The Intelligence Behind Thomson Reuters Applications

The reason Thomson Reuters has had so much success in developing AI solutions is that it enjoys advantages other companies don’t. Thomson Reuters is not a traditional technology or media company; rather, it is a hybrid organization that leverages its expertise in both technology and media to support and spur technical innovation. For more than a century, Thomson Reuters has been collecting and refining massive amounts of proprietary data, all of which is aimed at helping governments, legal professionals, and corporations conduct their business more effectively.

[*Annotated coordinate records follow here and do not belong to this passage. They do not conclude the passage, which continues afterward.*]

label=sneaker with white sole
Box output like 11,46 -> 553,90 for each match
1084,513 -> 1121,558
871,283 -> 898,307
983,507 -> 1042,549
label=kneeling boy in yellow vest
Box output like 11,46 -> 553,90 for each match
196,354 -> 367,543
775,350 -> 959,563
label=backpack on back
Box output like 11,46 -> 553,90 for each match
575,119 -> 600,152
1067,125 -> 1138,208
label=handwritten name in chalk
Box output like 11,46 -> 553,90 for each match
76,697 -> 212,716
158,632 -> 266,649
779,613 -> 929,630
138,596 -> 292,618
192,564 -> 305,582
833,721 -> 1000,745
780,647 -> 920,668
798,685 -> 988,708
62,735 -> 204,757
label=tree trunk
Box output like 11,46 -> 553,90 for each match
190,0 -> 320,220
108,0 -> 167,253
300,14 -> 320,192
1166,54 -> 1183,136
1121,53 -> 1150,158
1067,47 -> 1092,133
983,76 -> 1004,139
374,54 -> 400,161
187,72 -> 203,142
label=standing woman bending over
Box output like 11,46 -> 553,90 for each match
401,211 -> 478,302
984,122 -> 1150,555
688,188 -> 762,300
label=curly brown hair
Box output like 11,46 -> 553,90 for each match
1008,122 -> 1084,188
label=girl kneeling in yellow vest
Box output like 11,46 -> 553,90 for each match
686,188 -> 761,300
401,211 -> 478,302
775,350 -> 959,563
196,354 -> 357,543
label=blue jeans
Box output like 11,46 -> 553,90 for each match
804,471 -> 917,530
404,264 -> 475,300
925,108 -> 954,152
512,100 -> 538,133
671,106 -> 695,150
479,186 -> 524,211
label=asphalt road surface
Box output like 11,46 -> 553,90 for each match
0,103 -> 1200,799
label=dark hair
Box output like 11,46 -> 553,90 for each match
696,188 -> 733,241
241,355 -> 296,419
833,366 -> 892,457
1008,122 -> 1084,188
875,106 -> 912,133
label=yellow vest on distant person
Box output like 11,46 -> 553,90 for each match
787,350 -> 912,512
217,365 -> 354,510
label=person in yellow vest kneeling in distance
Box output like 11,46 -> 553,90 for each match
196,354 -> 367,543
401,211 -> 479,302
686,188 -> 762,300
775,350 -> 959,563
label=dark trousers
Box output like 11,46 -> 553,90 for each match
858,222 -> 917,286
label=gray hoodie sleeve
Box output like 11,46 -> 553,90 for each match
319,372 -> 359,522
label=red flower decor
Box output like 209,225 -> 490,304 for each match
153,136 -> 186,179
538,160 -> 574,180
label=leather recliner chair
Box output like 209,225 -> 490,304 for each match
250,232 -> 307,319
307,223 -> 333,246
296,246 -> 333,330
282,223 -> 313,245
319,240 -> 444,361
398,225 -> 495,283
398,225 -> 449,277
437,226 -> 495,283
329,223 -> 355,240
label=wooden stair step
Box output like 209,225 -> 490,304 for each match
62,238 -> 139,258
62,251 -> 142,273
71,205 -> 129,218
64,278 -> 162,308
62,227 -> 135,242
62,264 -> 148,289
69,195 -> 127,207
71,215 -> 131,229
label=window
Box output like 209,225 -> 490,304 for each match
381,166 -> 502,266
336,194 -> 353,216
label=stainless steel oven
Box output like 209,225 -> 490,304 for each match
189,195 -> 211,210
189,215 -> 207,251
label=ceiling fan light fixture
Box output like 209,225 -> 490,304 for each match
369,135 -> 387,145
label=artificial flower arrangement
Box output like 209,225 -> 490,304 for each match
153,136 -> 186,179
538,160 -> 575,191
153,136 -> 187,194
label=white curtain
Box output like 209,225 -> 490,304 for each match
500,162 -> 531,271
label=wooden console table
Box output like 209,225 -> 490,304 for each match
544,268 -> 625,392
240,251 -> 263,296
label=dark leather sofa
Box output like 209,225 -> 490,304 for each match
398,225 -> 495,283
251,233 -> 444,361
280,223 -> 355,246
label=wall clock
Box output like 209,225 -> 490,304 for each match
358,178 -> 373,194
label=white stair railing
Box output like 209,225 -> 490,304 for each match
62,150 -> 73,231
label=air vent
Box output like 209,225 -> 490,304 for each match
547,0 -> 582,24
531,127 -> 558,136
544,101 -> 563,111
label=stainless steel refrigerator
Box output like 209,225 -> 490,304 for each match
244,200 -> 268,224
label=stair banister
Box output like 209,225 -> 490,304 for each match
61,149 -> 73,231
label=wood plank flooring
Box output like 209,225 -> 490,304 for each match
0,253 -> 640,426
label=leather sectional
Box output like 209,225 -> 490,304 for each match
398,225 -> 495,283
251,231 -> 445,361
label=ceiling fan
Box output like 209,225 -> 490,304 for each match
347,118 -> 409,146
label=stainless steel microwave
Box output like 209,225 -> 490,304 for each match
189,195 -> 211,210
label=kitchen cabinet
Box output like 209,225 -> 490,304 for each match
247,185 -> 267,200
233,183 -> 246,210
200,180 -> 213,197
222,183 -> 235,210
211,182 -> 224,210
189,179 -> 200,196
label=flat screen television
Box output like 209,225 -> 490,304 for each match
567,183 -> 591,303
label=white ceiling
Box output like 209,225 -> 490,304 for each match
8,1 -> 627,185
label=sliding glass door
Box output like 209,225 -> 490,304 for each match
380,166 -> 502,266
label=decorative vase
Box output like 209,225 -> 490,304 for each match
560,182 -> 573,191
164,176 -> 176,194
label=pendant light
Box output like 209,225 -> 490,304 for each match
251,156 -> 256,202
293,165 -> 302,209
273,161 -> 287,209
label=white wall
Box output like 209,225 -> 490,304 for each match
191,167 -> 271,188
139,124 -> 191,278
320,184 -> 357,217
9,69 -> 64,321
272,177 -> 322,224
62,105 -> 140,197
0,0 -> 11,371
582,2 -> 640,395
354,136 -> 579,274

At the same time, Thomson Reuters has assembled a world-class organization of subject-matter experts (, tax specialists, researchers, organizational consultants, etc.) who provide the deep knowledge required to produce the superior product “intelligence”—artificial or otherwise—that Thomson Reuters customers have come to expect.

Whether it’s lawyers using Westlaw, tax professionals using Checkpoint, or journalists using News Tracer, Thomson Reuters has developed the systems and search capabilities necessary to connect these knowledge workers with the data and insight they need to perform their jobs at the highest possible level. And each day, while Thomson Reuter’s product-development teams work to improve the existing customer experience, the researchers and designers in Thomson Reuter’s C3 labs are looking for ways to transform that experience through innovative new applications of machine learning and cognitive computing.

How AI Helps Knowledge Workers

As it happens, many of the “problems” encountered by today’s knowledge workers involve extracting very specific types of information from vast and ever-expanding amounts of data. “These are good problems for AI to solve,” says Al-Kohafi, because AI algorithms can identify needles of knowledge in haystacks of data so much faster than a human being. So, for example, lawyers using Westlaw Edge can now identify relevant legal precedents in a matter of seconds, and accountants using Checkpoint Edge have at their fingertips a digital “assistant” who knows the tax rules governing any country or jurisdiction in the world.

In practice, these capabilities reduce hunt-and-peck busywork to a minimum, freeing up legal and tax professionals to do what AI cannot, which is apply judgment, creativity, synthesis and context to the data, thereby creating the meaning and value that today’s knowledge workers are paid to produce. For attorneys, that might mean using AI-assisted tools to run document analytics and develop data-supported litigation strategies. For accountants, it could mean using corporate tax data to model forward-looking scenario analytics and support more strategic, data-based decision-making in the C suites.

Continuous Innovation

At Thomson Reuters, developing and applying AI’s unique capabilities also means finding ways to remove the technical barriers between a customer with a question and the answer they are looking for. That’s why Thomson Reuters has invested so much time and energy into developing search capabilities that utilize “natural language processing,” or NLP. NLP technology is useful because people don’t always know exactly what they are looking for, so NLP allows them to formulate search questions in everyday language. AI-enabled search tools then extrapolate the best answer from whatever verbal clues the user provides, whether the question is fully formulated or not.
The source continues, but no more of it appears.